There is a continuing need to identify measurable causes of the substantial variability of the individual response to oral anticoagulants, such as warfarin or acenocoumarol. Finding such causes is required to improve predictability and consequently reduce the high levels of morbidity and mortality associated to these treatments. Together with anthropometric parameters, the known polymorphisms of CYP2C9 and VKORC1 enzymes currently account only for about 50% of the dose variability [1–3].
The relation between measurable sources of variability and the variability of the patient response to treatment is explained by the complex but extensively explored warfarin pharmacokinetics/pharmacodynamics (PK/PD).
In short, Warfarin is absorbed from the gut completely, then it blocks irreversibly the Vitamin-K epoxyde reductase complex 1 (VKORC1), an enzyme found mostly in the liver. It is eliminated by other liver enzymes, from the cytochrome P-450 family, mostly by CYP450-2C9. The blocking of the VKORC1 results in a depletion of reduced Vitamin-K that is oxidised by the γ-glutamyl-carboxylase enzyme (GGCX) symultaneously with the γ-carboxylation of the glutamate residues of protein precursors of coagulation factors II,VII,IX and X. The γ-carboxylation is necessary for their biological activity.
The variability of this PK/PD process can be due to: genetic mutations of CYP2C9, VKORC1 and GGCX; mutations in the introns, exons or flanking sequences of these enzymes resulting in different phenotypical expression; variability in intake, transport and metabolism of vitamin-K; the size of the various organism compartments and in particular of the liver; the general synthesis capacity of the liver; simultaneous administration of drugs and foods that interact with various stages of the process, for example by inducing or repressing the expression of CYP450 enzymes.
The synthesis rate of coagulation factors, and their biological activity is also variable due to a number of mutations affecting both the structure and the expression rate of the precursors. The elimination rate is probably influenced by the general activation rate of the coagulation cascade in the bloodstream that also presents interindividual variability.

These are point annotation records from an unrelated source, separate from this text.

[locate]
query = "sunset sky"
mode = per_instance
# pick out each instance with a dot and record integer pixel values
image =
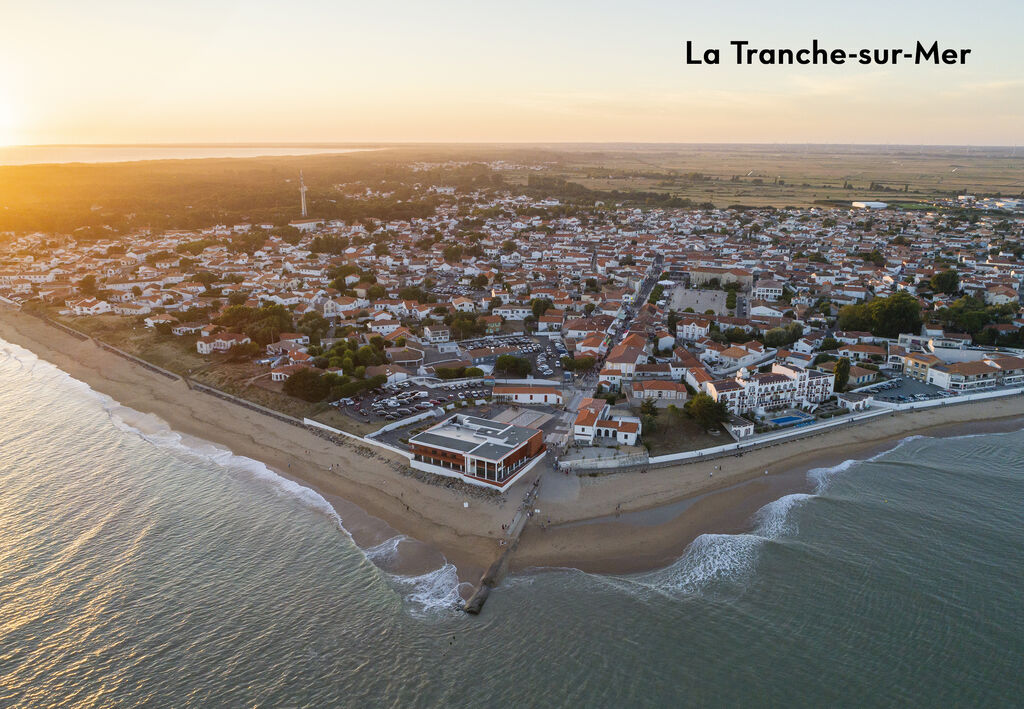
(236, 71)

One potential cause of the response variability that has not been generally considered is that due to the genetic polymorphism and phenotypical expression of the proteins that intervene in the coagulation cascade. Their effect on the coagulation time, for example on the prothrombin time and its standardised equivalent--the International Normalised Ratio (INR), is low in the healthy population. Here we argue, based on a stochastic version of a well studied model of the extrinsic pathway of the coagulation cascade , that this effect should be low only in untreated subjects.
The canalization effect, [5, 6] is the relative robustness of key physiologic parameters, features and processes despite wide genetic and phenotypical variability of other factors, such as expression levels of proteins.
We believe this could be the case with the coagulation cascade: while there is substantial interindividual variability in the biological level of coagulation proteins, the cascade is organised such that the key blood coagulation time parameter is maintained within very narrow limits across the healthy population.
This would also explain why a very substantial reduction of the level of vitamin-K dependent factors (II,VII,IX,X) needs to be obtained in order to observe a clinically relevant prolongation of the prothrombin time.
However, our simulations show that once this reduction is achieved, the canalization phenomenon is also supressed and the interindividual variability of the expression of coagulation proteins in treated subjects becomes manifest and needs to be corrected by adjusting the Warfarin dose.